Exactly what I’ve found. Try giving an LLM any novel easy problem (IMO 2024 Prob...

Cyph0n · 2024-10-14T18:39:12.000000Z

https://deepmind.google/discover/blog/ai-solves-imo-problems...

fallingsquirrel · 2024-10-14T18:50:57.000000Z

If I'm reading this right, these are narrowly-applicable purpose-built systems, not general-purpose LLMs.

> AlphaProof, a new reinforcement-learning based system for formal math reasoning

> AlphaGeometry 2, an improved version of our geometry-solving system

TacticalCoder · 2024-10-15T00:08:23.000000Z

The problem is if a problem is formulated like this: "There are 7 pirates on a ship and 61 cannon balls, ..." (doesn't matter what the problem is: say the solution involves some dynamic programming algorithm) and that the LLM then finds a problem starting with:

"There are 7 cats in a playground and 61 plushies, ..." (insert basically the same problem, requiring the same solution)

Well... Then the LLM shall be able to solve it.

And many people will consider it's a novel problem and hence a resounding success.

I mean: it is a success, but not anywhere near as impressive as most think.

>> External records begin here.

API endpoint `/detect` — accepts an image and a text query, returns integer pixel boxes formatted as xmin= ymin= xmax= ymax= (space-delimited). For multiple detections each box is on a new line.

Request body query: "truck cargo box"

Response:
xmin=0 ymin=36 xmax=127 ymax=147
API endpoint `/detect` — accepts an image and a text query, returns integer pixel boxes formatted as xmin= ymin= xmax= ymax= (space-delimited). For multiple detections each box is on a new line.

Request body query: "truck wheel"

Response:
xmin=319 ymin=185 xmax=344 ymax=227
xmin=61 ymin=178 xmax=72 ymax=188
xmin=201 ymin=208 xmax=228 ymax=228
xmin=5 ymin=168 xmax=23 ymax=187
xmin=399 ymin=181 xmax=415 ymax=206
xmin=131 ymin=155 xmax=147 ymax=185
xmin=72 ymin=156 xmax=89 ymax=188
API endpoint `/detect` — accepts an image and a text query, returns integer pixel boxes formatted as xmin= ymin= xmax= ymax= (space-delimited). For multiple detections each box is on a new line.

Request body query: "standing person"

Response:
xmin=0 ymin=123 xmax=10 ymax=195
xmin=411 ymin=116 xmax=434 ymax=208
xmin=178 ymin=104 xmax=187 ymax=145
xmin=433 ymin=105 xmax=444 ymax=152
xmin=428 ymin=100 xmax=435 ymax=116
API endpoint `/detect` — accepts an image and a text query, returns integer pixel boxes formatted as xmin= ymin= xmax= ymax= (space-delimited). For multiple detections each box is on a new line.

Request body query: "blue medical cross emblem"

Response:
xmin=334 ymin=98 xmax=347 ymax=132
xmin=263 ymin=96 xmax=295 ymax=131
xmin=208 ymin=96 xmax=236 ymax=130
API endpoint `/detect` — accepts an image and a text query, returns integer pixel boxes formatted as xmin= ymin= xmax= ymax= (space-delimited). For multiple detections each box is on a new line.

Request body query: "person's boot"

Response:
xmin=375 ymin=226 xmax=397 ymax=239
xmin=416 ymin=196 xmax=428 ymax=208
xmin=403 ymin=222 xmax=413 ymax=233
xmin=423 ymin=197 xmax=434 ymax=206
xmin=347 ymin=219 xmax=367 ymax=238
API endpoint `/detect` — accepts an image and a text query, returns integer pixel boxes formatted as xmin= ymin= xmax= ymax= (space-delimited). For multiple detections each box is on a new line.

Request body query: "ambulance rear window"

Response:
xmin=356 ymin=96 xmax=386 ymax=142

magicalhippo · 2024-10-15T08:06:54.000000Z

I had the same with the strawberries test. For the ones that supposedly gave the right answer, I tried again with "strawerberry" and they promptly failed miserably.

Now, given the token encoding I think naive letter counting is not something we should expect from LLMs, but still serves as a nice reminder to actually ensure the test/validation data is not part of the training data.